I believe the idea in centering prayer of letting go of even those consoling thoughts you mentioned is a preparation for the time when you will no longer have them. You are lucky if you have consoling thoughts all through your life but I've learned that there will be moments when you will pray and you will not have the consolation of feeling God's presence, when only your faith tells you that He is there even if you can't feel Him so your persevere in your prayer and wait until He decides to give you consolation again... all in His own time.
This thought made me remember the 3 Teresas. Teresa of Avila (just finished rereading John Beevers' book on her), Therese of Lissuex and Mother Teresa of Calcutta. All three had consolations early on in their life but they experienced dark nights and the feeling of the absence of God. But they persevered because it is not their feeling that was important but God. Oh how I wish I could be like them!

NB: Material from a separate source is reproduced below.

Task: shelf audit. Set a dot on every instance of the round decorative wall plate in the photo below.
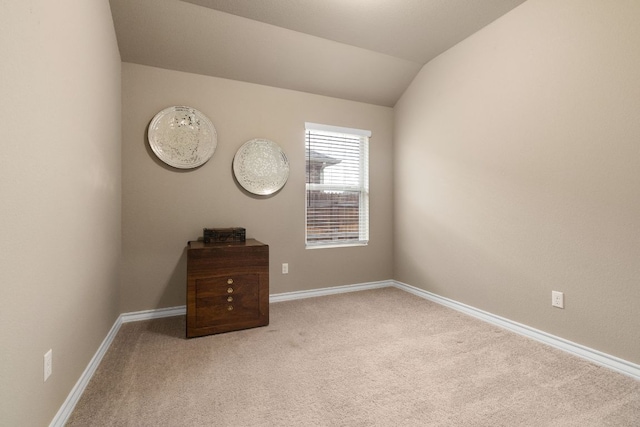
(261, 167)
(182, 137)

Then I thought about you again Sis Dale, and thought how great it is to have consolations from God... your descriptions of your visions and your dialogue with Him could be so vivid and I know He has a purpose. You are bringing so many souls closer to Him!
I don't get that vivid vision, but I do feel His presence. I wish He'd show himself to me clearly like He does to you. But even without it, I know He is at work in my life because of the so many miracles happening in my life... and that is the revelation of Himself to me... of his love for me. That is why I know I have to persevere to show Him my love!
In mass when the priest raises the host, the body of Christ, the congregation would answer "My Lord and my God." I say that too, but often times I say "My God and my all!" and I know that I have to persevere so that it is not just in my lips but really in my heart.